Searches for transient atmospheres and sublimation-driven activity around Quaoar have employed techniques refined during occultation campaigns led by teams from European Southern Observatory and American Astronomical Society collaborations, paralleling efforts that detected atmospheres at Pluto and Triton. Studies consider volatile retention models developed by researchers at Southwest Research Institute and Cornell University, which weigh surface temperature, gravity, and escape velocity similar to analyses applied to Eris and Makemake to predict the stability of volatiles such as methane, nitrogen, and carbon monoxide.

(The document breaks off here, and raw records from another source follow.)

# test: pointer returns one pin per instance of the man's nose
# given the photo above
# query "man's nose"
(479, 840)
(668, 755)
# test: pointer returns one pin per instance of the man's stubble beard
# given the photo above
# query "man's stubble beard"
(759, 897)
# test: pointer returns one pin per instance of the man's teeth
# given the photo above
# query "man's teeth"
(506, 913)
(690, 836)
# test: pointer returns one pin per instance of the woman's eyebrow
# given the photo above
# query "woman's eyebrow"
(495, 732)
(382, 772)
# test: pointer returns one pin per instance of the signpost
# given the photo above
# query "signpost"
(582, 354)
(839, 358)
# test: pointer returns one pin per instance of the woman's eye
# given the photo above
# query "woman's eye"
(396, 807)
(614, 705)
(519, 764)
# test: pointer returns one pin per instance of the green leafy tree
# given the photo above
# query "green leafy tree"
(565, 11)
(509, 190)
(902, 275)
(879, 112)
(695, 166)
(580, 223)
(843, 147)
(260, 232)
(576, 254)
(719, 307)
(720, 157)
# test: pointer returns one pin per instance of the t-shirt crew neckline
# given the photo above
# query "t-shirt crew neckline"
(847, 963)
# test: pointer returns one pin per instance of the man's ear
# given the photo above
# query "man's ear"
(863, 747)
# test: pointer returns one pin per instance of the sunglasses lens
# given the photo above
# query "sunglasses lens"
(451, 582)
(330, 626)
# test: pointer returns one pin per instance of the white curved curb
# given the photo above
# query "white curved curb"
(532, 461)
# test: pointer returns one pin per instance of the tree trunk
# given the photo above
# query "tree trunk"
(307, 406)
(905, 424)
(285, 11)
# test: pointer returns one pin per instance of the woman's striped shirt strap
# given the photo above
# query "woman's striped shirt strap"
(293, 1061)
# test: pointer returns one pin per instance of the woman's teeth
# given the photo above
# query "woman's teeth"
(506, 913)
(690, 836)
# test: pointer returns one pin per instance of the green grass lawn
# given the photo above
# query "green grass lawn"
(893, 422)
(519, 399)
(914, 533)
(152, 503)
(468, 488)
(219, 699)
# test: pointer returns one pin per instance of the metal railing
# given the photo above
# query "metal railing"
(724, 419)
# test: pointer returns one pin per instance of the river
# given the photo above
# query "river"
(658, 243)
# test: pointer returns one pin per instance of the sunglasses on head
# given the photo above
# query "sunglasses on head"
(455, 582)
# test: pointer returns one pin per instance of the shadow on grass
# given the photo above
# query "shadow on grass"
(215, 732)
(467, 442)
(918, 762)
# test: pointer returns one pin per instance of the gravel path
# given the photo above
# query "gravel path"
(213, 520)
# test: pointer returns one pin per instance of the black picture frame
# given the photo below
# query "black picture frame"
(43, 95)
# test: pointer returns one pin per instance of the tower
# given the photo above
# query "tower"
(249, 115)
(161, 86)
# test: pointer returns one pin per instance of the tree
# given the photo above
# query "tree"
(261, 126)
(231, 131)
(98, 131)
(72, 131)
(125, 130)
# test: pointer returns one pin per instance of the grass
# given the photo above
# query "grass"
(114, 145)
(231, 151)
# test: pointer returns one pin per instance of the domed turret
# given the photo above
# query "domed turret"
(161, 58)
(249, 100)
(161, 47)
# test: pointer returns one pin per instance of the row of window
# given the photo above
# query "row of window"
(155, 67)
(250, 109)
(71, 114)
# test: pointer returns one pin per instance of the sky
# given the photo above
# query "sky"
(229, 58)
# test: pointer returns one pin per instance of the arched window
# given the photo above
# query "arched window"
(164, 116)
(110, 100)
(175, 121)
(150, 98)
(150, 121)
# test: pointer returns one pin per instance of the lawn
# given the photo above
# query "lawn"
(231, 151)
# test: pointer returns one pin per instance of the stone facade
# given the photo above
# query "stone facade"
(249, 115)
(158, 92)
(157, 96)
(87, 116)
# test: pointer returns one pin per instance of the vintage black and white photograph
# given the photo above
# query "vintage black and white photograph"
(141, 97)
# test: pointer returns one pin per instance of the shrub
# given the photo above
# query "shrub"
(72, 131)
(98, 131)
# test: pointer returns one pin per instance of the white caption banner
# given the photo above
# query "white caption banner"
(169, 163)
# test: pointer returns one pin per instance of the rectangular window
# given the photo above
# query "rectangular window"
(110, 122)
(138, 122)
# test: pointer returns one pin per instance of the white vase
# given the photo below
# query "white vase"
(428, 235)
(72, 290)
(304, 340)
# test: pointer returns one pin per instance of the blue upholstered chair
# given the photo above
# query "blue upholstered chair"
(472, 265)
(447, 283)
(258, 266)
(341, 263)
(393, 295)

Quaoar hosts at least one confirmed satellite, Weywot, discovered through high-resolution imaging from the Keck Observatory and confirmed via orbital fitting methods used for satellites of Eris (Dysnomia) and Haumea (Hiʻiaka and Namaka). Mass and orbital period determinations used techniques developed in studies published by teams at Caltech and University of California, Berkeley to derive system mass and density. Searches for rings or additional companions borrow methodologies from ring discoveries around Chariklo and Haumea involving stellar occultations organized by groups such as the International Occultation Timing Association.
The origin and evolutionary pathways proposed for Quaoar draw on simulations of planetesimal accretion and migration scenarios from models like the Nice model and hypotheses involving interactions with Neptune and migrating giant planets. Researchers at institutions including University of Arizona and Massachusetts Institute of Technology compare collisional histories, binary formation mechanisms, and dynamical emplacement processes to outcomes predicted for Kuiper belt sculpting and for families linked to catastrophic disruptions akin to studies of the Himalia group and other small-body populations.